Surge in Child ATV Injuries Likely Linked to Pandemic, Experts Say

national motorsports awareness month

By Zachary D. Campbell, Lawyer at Metzger Wickersham

The typical summer surge in all-terrain vehicle (ATV) injuries kicked off early this year, as children were out of school due to COVID-19 and parents struggled with juggling child care and working from home.

ATVs are not child-friendly toys, they are designed as an off-road vehicle that can be viewed as a fun outdoor adventure for the entire family. However, the American Academy of Pediatrics recommends that children under the age of 16 should not operate ATVs.

Dr. Charles Jennissen, a pediatric emergency physician and clinical professor in the departments of pediatric and emergency medicine at University of Iowa, Carver College of Medicine, started a collaborative study with Injury Free Coalition for Kids to compare injuries during COVID-19 to a year ago. Dr. Jennissen said that overall injuries, including ATV-related injuries, are probably four to five times higher this year because many don’t go to the ER.

In the U.S., about 40,000 children under the age of 16 are treated in emergency departments for ATV-related injuries each year, according to the American Academy of Pediatrics. The U.S. Consumer Product Safety Commission reported that there were 3,353 ATV-related deaths involving children (21% of the 15,744 total deaths) between 1982 and 2018.

Although some ATVs are designed for younger children to ride, strict precautions and adult supervision should be adhered too. ATVs with a saddle-seat and handle bars are relatively unsteady. They have a high center of gravity and narrow track, a combination that makes them a very high risk for rolling over.

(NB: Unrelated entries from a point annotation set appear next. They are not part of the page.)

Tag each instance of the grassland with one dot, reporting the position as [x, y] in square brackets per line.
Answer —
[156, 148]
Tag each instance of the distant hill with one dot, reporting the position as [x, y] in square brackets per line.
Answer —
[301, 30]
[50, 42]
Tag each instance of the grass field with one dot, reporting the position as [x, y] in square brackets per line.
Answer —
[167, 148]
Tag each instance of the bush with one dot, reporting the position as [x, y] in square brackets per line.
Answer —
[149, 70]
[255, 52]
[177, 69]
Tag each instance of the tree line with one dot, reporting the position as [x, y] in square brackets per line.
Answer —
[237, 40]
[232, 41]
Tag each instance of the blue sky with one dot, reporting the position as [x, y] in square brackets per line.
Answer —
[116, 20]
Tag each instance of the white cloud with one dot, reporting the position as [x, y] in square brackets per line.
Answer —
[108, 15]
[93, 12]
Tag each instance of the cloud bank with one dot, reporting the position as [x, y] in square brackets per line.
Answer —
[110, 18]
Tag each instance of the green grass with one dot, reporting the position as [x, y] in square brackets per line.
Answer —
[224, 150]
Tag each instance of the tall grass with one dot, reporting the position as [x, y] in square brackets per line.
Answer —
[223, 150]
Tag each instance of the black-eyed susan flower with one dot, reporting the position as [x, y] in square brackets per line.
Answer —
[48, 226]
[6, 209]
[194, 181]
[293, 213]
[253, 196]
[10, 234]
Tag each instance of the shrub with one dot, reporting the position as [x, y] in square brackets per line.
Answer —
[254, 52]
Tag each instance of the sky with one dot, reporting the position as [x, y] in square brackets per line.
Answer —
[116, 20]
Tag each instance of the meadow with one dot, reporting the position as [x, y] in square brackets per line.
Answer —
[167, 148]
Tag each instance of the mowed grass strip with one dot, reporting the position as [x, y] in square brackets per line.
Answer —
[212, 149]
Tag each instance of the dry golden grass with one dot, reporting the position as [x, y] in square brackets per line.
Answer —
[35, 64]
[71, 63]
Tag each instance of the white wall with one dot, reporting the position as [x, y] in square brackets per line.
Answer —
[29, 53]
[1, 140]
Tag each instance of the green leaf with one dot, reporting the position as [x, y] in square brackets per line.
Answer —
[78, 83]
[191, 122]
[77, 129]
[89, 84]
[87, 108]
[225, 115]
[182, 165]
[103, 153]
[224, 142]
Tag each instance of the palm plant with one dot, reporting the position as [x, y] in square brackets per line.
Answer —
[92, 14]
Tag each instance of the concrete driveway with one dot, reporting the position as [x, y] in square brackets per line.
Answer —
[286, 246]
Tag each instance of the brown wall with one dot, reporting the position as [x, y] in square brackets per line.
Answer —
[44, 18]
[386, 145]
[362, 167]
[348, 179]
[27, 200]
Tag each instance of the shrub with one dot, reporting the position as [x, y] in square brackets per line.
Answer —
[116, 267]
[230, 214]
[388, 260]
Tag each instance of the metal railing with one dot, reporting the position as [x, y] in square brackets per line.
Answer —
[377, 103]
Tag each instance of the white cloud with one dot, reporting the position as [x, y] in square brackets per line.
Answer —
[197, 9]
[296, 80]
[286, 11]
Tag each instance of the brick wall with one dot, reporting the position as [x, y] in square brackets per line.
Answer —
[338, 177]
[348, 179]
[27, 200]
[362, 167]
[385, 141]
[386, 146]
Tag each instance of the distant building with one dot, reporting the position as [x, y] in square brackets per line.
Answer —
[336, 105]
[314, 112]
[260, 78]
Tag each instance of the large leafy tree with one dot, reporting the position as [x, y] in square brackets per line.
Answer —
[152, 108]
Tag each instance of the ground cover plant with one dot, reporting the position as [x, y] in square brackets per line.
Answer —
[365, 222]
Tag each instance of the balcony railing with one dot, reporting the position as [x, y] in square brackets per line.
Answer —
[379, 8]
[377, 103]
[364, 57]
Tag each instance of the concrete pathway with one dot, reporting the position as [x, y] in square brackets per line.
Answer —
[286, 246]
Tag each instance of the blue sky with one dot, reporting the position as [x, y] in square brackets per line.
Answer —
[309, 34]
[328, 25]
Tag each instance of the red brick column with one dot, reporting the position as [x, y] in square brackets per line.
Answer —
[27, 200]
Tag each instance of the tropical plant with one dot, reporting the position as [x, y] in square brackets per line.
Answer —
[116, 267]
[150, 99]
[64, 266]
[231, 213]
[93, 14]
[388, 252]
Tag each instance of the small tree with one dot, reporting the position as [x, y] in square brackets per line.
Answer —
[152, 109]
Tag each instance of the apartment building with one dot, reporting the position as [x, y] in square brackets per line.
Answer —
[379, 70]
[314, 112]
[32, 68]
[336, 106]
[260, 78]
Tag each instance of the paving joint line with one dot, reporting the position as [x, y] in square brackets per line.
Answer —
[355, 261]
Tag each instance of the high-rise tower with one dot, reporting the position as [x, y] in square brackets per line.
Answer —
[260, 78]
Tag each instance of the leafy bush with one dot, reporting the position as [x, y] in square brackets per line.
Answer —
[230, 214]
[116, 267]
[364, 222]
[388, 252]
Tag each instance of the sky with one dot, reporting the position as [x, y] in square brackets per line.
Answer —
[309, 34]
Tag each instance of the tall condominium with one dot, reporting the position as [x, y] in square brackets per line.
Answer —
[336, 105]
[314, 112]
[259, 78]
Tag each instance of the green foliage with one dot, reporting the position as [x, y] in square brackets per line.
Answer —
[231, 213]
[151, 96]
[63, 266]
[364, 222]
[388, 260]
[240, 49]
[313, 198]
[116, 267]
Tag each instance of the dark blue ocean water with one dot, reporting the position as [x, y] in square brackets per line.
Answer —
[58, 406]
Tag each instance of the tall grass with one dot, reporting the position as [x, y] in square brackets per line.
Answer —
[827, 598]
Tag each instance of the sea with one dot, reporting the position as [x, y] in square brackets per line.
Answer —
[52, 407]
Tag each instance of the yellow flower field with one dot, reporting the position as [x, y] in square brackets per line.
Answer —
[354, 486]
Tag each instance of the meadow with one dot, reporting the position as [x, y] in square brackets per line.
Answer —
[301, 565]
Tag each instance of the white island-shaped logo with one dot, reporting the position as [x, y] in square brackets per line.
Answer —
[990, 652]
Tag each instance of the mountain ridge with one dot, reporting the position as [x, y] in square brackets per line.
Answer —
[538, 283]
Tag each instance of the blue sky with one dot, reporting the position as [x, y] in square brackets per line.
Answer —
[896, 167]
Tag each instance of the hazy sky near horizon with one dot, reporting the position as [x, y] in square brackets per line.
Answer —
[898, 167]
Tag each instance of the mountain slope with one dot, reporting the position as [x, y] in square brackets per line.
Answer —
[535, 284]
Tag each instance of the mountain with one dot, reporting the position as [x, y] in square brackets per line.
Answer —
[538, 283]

Having the right safety equipment and information can help ensure your adventure doesn’t turn into a trip to the hospital, or even worse.

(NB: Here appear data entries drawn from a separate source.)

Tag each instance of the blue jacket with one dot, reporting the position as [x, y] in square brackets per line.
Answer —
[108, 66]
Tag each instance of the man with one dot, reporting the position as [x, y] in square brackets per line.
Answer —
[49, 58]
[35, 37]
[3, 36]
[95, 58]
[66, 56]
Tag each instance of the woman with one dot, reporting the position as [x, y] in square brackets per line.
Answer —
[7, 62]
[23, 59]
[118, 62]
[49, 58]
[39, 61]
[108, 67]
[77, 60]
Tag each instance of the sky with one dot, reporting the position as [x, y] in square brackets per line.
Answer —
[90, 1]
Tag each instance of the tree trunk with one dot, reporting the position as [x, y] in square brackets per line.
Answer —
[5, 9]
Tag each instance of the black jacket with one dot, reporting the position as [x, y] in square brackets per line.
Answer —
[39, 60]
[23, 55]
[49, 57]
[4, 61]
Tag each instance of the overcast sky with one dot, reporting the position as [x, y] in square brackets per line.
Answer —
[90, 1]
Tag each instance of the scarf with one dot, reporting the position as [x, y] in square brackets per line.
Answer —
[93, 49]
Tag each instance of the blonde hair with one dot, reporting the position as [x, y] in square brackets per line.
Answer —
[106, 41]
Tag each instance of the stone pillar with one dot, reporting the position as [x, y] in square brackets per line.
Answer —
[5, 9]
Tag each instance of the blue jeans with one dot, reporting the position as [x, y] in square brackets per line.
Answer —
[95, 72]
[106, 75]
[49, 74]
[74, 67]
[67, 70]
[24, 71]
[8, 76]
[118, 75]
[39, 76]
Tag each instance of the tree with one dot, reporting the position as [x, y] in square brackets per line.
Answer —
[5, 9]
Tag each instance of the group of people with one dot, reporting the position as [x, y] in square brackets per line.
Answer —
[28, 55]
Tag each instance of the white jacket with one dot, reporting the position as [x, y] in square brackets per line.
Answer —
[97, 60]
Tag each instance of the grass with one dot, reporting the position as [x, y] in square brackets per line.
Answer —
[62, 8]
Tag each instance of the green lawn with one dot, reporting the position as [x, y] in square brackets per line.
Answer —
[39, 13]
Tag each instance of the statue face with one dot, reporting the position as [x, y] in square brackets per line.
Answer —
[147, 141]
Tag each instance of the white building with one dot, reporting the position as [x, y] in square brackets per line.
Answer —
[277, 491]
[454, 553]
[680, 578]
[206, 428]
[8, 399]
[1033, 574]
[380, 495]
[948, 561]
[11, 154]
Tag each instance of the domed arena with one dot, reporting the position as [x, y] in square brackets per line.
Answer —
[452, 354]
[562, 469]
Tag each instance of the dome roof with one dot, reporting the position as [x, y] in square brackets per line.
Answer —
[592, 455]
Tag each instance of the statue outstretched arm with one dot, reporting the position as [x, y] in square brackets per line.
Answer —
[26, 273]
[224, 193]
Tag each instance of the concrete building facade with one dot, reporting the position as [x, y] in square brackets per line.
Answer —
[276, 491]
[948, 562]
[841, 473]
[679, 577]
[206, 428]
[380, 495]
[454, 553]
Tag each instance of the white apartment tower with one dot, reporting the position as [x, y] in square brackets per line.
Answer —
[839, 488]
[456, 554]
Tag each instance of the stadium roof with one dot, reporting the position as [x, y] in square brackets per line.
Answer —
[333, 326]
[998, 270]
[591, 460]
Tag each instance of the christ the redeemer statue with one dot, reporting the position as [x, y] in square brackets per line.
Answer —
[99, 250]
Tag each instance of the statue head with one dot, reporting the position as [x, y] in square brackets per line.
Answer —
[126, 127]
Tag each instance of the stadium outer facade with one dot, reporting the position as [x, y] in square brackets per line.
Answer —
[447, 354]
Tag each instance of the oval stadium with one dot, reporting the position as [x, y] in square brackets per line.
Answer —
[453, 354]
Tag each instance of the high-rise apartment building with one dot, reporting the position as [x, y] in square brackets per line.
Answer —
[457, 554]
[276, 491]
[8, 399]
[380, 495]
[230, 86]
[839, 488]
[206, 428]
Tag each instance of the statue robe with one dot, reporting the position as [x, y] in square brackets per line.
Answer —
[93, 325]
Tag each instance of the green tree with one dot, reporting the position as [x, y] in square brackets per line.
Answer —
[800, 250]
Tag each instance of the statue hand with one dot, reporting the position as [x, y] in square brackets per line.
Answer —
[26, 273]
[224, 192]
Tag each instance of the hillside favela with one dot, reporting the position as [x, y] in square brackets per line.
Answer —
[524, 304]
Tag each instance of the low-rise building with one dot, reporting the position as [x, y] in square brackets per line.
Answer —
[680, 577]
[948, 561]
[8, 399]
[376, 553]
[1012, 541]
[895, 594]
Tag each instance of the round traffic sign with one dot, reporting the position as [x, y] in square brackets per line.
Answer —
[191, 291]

10 Safety Tips for ATV Riders

An educational program called STARs, provides safety tips for ATV riders. Some of their safety tips include:

  • Always wear your helmet
  • One person at a time
  • Ride the right size machine
  • Always wear your protective gear
  • Never ride on the road
  • Take an ATV safety course
  • Tell someone where you are going
  • Respect private property
  • Never use alcohol or drugs
  • Always obey the rules

The ATV Safety Institute also provides invaluable tips and safety courses for ATV riders. If you plan to hit the off roads on an ATV, consider enrolling in a course to practice basic safety tips and proper riding techniques. A hands-on ATV Rider Course and a free online ATV e-Course are offered for all ages and experience levels.

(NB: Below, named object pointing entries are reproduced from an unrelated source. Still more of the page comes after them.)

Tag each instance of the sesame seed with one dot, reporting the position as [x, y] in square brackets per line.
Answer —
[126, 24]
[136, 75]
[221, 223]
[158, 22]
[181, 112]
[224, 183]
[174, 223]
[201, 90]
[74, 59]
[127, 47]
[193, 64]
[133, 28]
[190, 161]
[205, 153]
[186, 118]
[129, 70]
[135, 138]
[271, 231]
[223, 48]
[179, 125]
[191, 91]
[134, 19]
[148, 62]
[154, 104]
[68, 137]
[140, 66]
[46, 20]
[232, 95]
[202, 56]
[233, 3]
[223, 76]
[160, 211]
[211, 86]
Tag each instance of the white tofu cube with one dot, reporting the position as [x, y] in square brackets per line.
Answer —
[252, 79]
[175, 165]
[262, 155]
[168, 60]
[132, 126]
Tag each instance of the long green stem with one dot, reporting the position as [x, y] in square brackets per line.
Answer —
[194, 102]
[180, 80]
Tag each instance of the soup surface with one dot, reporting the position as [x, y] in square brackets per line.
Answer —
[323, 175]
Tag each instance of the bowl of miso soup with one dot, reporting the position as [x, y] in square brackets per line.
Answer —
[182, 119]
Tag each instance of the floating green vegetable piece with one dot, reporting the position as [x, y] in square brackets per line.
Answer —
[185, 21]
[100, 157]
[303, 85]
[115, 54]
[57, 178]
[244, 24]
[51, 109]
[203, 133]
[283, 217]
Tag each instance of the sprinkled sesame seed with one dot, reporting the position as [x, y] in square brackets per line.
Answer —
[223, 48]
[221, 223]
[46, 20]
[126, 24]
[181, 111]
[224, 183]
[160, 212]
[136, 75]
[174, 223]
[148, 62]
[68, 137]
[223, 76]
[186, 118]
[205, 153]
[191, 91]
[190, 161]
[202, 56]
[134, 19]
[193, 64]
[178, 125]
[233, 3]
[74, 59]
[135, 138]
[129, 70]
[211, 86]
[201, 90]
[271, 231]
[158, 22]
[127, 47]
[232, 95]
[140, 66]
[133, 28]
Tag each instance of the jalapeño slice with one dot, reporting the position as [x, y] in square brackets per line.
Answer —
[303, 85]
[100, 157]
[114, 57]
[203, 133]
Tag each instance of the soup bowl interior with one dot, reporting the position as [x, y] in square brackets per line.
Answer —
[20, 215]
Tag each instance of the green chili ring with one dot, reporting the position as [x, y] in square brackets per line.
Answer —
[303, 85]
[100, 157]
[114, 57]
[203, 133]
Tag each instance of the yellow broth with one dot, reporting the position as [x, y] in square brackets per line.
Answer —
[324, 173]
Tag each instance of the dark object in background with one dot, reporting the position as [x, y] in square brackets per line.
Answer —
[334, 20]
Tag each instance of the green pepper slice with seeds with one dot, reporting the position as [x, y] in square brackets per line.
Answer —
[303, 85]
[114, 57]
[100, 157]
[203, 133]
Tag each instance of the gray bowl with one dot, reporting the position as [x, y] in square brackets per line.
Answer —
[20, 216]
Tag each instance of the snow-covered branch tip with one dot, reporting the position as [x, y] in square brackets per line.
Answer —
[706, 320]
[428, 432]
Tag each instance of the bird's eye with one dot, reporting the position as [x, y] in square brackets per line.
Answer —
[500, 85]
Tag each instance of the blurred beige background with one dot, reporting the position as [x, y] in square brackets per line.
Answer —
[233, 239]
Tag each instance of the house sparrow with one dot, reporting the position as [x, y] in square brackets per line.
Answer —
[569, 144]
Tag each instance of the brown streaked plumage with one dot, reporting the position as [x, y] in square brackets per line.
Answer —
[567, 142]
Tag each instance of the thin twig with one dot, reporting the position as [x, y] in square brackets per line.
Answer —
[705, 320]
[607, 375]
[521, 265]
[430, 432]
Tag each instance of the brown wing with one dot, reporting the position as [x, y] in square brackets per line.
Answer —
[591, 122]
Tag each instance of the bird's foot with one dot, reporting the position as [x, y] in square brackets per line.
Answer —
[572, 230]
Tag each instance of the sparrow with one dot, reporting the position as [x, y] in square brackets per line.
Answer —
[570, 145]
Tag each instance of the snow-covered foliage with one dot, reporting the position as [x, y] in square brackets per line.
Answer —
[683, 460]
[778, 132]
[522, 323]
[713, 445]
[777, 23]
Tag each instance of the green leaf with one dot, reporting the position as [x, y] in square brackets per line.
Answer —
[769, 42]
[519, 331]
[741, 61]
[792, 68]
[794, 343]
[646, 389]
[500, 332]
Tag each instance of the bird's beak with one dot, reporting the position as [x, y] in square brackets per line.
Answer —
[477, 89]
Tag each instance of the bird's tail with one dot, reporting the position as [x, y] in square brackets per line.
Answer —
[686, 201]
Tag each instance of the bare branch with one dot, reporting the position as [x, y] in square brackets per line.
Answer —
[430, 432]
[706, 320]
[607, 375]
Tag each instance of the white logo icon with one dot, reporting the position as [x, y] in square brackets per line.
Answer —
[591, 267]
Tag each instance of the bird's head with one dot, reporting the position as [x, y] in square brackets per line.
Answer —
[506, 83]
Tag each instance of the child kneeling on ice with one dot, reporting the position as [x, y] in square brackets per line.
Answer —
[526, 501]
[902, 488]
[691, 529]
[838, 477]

An inspection of your ATV before each ride is essential because the off-highway environment can be harsh on vehicles. An inspection can minimize the chance of being injured or stranded. The owner’s manual will show you what equipment to check on your particular machine. The basic items to inspect include: tires and wheels, controls and cables, lights and electrics, oil and fuel, chain/driveshaft and chassis.

Familiarize yourself with how to operate an ATV before driving it. Try a flat and even terrain on your first trip rather than attempting an advanced or dangerous trail. If you are driving a single-rider ATV, you should never carry another passenger. Likewise, if you are driving a two-person ATV, do not exceed two riders (only one driver and one passenger).

Since ATVs are designed to be operated off of the streets, the Institute recommends never riding on paved roads except to cross when done safely and, of course, when permitted by law. Most cities and local governments have strict laws prohibiting the use of ATVs on paved roadways.

Each state has its own ATV laws, including both safety and equipment requirements. Click here to view Pennsylvania’s ATV laws and requirements. If you’re taking your ATV on vacation, make sure you know the rules before you hitch up the trailer.

Remember, no matter what state you are in, do not ride an ATV under the influence. Drugs, alcohol, and ATVs never mix; you can be arrested and charged for driving an ATV while intoxicated just as you can in a vehicle or a motorcycle.

Most importantly, remember that YOU are your child’s role model. Make sure that you are also following the recommended guidelines for riding gear and safety rules. The Institute recommends always wearing the proper equipment including goggles, long sleeve shirts, long pants, boots, gloves, and a helmet.

So parents/guardians, set ground rules, gear up, and get ready to ride on the trail to safety. We at Metzger Wickersham wish you a safe and enjoyable off-roading adventure.